Oh, whatever dude. — Photo by EPA/SASHENKA GUTIERREZ

Cena was perennial champion because there was never a need to shake things up. This has been McMahon's default mode since he took over his father's company, barring times of legitimate crisis: the only two times the roster moved in truly unexpected ways were directly after McMahon's 1993 steroid trial, which saw a move to smaller technical wrestlers like Shawn Michaels and Bret Hart, and when WCW had the company close to folding in the mid-90's, which spurred the Attitude Era.

Despite the scripted nature of the work, it's worth a moment to consider just how remarkable Cena's run has been. Even Hogan's extended run in the 1980s wasn't quite comparable; by the early '90s, Hogan had taken multiple leaves to work on movies before moving on to become king boss of a really quite miserable WCW. Cena's run at the top has been, until just now, uninterrupted for nearly 11 years. That's four more than the golden era of Hulkamania and over twice as long as Steve Austin and The Rock had.
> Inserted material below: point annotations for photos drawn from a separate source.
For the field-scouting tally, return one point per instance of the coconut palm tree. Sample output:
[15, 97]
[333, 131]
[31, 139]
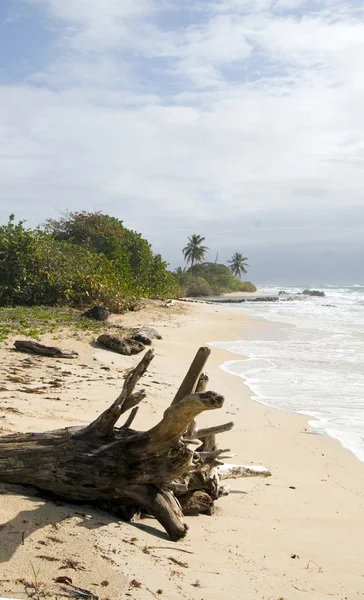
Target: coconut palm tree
[238, 264]
[194, 252]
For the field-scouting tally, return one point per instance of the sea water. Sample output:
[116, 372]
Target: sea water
[310, 360]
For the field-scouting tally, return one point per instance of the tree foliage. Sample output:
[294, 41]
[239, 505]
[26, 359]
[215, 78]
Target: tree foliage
[194, 252]
[207, 279]
[238, 264]
[81, 259]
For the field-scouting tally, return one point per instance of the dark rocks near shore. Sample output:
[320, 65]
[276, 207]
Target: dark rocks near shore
[99, 313]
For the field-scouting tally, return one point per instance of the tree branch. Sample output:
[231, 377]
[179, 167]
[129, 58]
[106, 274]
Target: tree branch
[176, 419]
[104, 424]
[190, 381]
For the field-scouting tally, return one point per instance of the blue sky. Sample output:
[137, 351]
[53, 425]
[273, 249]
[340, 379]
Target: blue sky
[211, 119]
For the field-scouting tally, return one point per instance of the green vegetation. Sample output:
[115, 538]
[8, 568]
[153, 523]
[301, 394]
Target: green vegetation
[82, 259]
[37, 320]
[238, 264]
[210, 279]
[194, 252]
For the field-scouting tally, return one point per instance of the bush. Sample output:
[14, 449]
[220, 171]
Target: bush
[39, 267]
[217, 277]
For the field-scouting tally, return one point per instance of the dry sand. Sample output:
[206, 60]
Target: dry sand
[298, 534]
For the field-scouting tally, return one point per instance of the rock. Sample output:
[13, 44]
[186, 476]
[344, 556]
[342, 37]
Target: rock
[126, 346]
[197, 502]
[142, 337]
[149, 332]
[136, 306]
[313, 293]
[99, 313]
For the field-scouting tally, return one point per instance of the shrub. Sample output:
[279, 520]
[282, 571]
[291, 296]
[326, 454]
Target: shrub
[39, 267]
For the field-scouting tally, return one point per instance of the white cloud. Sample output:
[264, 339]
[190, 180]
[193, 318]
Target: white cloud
[252, 111]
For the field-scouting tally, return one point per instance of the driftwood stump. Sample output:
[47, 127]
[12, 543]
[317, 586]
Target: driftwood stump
[126, 471]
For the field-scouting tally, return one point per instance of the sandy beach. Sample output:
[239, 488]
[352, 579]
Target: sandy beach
[298, 534]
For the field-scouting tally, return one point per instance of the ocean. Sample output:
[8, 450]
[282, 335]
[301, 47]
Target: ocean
[310, 360]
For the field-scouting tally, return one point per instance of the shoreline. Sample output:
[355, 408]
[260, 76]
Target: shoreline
[312, 503]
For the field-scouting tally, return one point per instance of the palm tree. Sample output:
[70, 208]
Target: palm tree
[238, 264]
[194, 252]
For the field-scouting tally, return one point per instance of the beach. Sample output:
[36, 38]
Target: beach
[297, 534]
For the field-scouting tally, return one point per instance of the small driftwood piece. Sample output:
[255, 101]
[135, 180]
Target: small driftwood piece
[124, 471]
[35, 348]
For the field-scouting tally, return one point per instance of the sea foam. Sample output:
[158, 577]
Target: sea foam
[310, 362]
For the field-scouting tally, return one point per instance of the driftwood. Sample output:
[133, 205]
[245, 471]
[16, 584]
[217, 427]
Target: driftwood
[99, 313]
[35, 348]
[126, 346]
[126, 471]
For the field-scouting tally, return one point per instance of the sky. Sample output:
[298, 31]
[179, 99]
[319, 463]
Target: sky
[239, 120]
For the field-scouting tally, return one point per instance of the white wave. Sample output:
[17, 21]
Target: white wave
[314, 368]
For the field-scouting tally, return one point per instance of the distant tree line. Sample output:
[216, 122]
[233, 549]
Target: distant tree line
[207, 278]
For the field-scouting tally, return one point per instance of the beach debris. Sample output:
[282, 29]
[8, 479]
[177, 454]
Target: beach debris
[145, 335]
[136, 306]
[128, 472]
[99, 313]
[63, 579]
[126, 346]
[36, 348]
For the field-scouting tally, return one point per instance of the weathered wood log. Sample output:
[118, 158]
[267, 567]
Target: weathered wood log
[190, 381]
[126, 346]
[238, 471]
[200, 387]
[122, 470]
[36, 348]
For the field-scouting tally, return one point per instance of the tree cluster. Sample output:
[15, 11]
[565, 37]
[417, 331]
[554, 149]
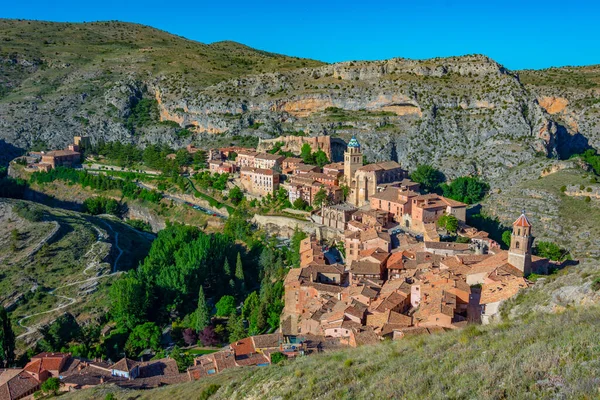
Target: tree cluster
[465, 189]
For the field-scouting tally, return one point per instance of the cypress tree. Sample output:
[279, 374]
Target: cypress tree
[227, 268]
[202, 313]
[239, 272]
[7, 339]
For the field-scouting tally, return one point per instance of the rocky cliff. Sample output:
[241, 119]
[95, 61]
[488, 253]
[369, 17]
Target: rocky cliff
[465, 115]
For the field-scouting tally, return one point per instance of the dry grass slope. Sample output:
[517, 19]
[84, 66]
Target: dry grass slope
[552, 356]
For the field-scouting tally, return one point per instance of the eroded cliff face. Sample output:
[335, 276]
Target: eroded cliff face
[465, 115]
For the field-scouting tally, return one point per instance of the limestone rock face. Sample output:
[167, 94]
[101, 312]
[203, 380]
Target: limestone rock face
[464, 115]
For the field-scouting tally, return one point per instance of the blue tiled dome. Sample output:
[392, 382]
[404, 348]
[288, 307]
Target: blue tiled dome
[353, 142]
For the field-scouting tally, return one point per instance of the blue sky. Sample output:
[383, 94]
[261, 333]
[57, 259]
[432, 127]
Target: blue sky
[518, 34]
That remarkable longevity has been notable for its relative absence of drama. Not entirely absent, of course. There was the rumored affair with fellow wrestler Mickie James and his burial of a defunct group called the Nexus. But in a business renowned for its backstabbing, populated by tragic weirdos, sadists, and murderers, Cena's reign has been downright tame, and certainly the least dramatic period in pro wrestling's modern era. You'll find scant few of Cena's colleagues who have much bad to say about the man, even those who competed with him the most for exposure. And lest you think that drama-free is now a company policy, remember that Randy Orton's still employed. This mildness is all Cena.

Wrestling's biggest stars get big because their characters and stories speak to something deeply held within the hearts of the audience; this is true even if that's something much of the audience might dislike, as is the case with Cena. Cena matters in a way that generational rivals like Randy Orton and Edge don't. Someone else could've grabbed the mantle of postmodern patriotic superhero-cum-passable-rapper, sure. But nobody else did. Cena is who we have and he is, by any objective measure, wildly popular with the audience. Not all of it, but someone is buying those t-shirts and arm bands.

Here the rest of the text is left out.